Paula Armentrout, vice-president of Parabon NanoLabs, said in a statement on Friday that it is a private company, that all DNA samples are “consumed” during analysis and the U.S. federal government has no access to analyses.
Sgt. Kim Chamberland of the RCMP National Forensic Laboratory Services said in an email Wednesday that the lab “does not enter profiles generated from known samples, which includes warrant samples from persons of interest, cast-off samples, or voluntary samples into any database or databank.”
“For a specific investigation, the profiles generated from any known samples can only be used for comparison purposes to profiles that have been generated from the crime scene samples for that specific investigation.”
Chamberland said she could not comment on the Ali case, and did not immediately respond to requests for comment about whether police intend to implement forensic genetic genealogical testing in Canada.
While the ethics debate continues, Novroski said legislation around forensic genealogy has not caught up to the science.
“But I think the conversations are being had,” she said. “The genealogy cases are in the media. There’s no way that the federal government or policymakers aren’t taking notice.”
The United States introduced guidelines for forensic genetic genealogical DNA analysis in 2019, which Novroski said could be used as a framework for labs in Canada.

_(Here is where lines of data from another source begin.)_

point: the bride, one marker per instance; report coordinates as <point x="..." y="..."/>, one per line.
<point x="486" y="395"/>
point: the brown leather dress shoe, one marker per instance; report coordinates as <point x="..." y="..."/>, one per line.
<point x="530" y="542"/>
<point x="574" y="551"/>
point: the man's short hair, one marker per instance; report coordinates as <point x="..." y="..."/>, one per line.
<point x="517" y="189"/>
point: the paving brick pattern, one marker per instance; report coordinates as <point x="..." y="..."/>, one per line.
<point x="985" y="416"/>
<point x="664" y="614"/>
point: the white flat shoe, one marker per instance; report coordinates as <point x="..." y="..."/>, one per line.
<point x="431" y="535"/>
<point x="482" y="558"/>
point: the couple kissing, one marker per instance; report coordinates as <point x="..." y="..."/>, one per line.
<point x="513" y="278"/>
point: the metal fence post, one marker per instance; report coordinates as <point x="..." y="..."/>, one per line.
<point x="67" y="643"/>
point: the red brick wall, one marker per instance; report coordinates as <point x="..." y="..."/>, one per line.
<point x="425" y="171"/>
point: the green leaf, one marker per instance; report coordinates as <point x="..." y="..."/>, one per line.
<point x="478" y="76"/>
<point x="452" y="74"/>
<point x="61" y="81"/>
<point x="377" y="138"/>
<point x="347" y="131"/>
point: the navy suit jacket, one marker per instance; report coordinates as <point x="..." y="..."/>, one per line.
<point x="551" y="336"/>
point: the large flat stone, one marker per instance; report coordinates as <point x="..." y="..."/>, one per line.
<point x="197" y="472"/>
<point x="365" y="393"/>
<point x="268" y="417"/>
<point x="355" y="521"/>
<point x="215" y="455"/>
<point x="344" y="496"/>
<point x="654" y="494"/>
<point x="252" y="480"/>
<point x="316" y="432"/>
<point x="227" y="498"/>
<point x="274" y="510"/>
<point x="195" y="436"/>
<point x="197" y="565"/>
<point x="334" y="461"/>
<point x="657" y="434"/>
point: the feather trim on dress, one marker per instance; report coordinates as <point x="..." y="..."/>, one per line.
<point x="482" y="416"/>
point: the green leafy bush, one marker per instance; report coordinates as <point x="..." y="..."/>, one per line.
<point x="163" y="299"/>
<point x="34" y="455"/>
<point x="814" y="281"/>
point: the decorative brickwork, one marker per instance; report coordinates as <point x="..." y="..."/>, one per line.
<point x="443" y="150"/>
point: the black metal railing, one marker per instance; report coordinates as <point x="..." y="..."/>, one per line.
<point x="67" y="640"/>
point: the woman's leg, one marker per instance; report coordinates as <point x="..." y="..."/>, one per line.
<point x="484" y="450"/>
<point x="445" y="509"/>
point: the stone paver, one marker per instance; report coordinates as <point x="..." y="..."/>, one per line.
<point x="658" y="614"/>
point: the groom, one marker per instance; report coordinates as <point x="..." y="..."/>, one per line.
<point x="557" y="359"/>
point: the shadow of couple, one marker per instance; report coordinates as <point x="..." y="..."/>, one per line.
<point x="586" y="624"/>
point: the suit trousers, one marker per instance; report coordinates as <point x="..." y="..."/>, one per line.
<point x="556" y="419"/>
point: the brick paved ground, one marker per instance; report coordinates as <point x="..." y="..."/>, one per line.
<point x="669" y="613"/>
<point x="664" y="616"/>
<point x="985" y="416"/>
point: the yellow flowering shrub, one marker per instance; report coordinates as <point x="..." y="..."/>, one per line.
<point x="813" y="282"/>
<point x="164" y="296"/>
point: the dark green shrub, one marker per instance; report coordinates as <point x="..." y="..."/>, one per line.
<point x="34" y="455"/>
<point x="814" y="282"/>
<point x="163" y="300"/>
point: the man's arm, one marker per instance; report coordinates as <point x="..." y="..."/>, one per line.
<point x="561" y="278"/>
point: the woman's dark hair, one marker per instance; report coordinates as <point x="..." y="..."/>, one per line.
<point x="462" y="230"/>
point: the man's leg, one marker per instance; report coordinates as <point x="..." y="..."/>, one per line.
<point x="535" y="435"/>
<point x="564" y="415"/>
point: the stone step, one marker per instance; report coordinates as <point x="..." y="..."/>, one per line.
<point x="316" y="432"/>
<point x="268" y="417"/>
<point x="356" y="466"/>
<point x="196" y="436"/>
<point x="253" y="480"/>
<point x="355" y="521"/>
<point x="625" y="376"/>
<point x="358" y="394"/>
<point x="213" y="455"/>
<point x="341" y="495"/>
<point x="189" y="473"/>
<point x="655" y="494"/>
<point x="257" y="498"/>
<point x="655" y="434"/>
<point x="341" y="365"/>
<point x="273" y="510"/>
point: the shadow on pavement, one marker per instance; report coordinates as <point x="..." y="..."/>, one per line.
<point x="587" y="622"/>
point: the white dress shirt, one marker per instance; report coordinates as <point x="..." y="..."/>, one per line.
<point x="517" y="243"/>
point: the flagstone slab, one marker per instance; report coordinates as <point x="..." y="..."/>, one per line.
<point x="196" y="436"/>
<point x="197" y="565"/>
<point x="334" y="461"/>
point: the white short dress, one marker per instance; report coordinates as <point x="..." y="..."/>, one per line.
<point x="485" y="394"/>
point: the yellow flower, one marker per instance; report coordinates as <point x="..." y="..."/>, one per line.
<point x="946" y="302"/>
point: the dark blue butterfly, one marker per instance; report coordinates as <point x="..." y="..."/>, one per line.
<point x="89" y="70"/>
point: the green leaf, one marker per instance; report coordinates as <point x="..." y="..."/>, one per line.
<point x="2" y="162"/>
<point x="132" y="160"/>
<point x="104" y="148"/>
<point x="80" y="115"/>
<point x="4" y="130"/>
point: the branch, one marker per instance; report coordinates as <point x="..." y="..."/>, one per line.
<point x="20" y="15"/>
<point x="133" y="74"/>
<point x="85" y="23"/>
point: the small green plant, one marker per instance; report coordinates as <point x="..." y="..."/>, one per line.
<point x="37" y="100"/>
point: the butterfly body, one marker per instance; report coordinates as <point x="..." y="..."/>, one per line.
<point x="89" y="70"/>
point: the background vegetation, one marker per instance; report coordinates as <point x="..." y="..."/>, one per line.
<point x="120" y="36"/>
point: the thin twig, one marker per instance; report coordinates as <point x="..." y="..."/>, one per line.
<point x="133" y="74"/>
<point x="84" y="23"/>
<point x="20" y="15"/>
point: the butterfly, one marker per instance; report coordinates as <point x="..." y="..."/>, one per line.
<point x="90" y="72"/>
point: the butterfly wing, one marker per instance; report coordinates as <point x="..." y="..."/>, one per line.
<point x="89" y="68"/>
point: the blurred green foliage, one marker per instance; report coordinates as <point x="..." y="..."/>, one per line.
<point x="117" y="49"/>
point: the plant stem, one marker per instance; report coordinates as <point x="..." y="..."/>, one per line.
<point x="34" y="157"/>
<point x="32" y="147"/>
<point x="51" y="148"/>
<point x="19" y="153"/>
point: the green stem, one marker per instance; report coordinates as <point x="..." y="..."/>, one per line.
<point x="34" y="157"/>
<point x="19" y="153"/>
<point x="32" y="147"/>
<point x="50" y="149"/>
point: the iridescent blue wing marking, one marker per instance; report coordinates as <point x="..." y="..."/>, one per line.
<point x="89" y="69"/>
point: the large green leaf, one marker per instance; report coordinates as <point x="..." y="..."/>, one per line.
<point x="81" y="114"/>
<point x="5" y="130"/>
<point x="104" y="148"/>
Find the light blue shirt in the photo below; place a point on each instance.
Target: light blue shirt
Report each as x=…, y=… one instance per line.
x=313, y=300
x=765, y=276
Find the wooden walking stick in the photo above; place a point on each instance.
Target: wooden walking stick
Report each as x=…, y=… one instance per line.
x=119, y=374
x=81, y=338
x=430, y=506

She said it’s difficult to comment on the merits of surreptitious collection versus informed consent collection as different jurisdictions have various laws around investigative techniques.
“I think the best-practice approach moving forward in genetic genealogy is to be paying attention to what the federal government or how federal agencies are responding, and to be staying in accordance with the most up-to-date policies and regulations to ensure that you’re not compromising the integrity of that sample (and) you’re not compromising the integrity of the investigation.”